Rendahnya toleransi terhadap gluten bisa jadi alasan mengapa bayi rewel, sakit perut, bahkan mengalami pendarahan saat buang air besar. Bila ini terjadi pada buah hati, maka segera hentikan konsumsi makanan jenis gluten, dan gandum adalah salah satunya.

8 | Obat-obatan tertentu

Saat menyusui, ada baiknya Anda tetap berhati-hati dalam memilih jenis obat yang hendak dikonsumsi. Ada baiknya selalu konsultasikan lebih dulu ke dokter bila Anda ingin minum obat tertentu. Sebab sama seperti makanan, obat yang diminum juga bisa ditransfer dengan mudah ke saluran pencernaan bayi melalui ASI. Jadi jangan sampai obat yang diminum berdampak buruk bagi si kecil.

Bahkan bila Anda ingin mencoba multivitamin baru atau hanya minum antasida biasa sekalipun, selalu minta persetujuan dari dokter terlebih dahulu. Lebih lanjut bisa dipelajari di sini: Daftar Obat yang Aman dan Tidak Aman untuk Ibu Menyusui

Cara mengetahui reaksi bayi terhadap apa yang Anda makan

Bayi bisa mengalami gejala alergi seperti eksim pada kulit, pusing, kongesti atau hidung tersumbat, hingga diare karena berbagai faktor. Selain karena tidak cocok dengan produk perawatan yang dipakai, ASI yang ia minum juga bisa jadi tersangkanya.

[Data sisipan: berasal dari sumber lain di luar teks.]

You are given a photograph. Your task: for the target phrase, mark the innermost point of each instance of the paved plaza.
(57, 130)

Jika ingin memastikan apakah alergi tersebut timbul karena makanan yang Anda konsumsi, maka catatlah selalu apa yang Anda makan. Apa yang ibu konsumsi dalam kurun waktu 2-6 jam sebelum menyusui, bisa jadi penentu apakah makanan itu baik atau justru menimbulkan masalah kesehatan untuk bayi.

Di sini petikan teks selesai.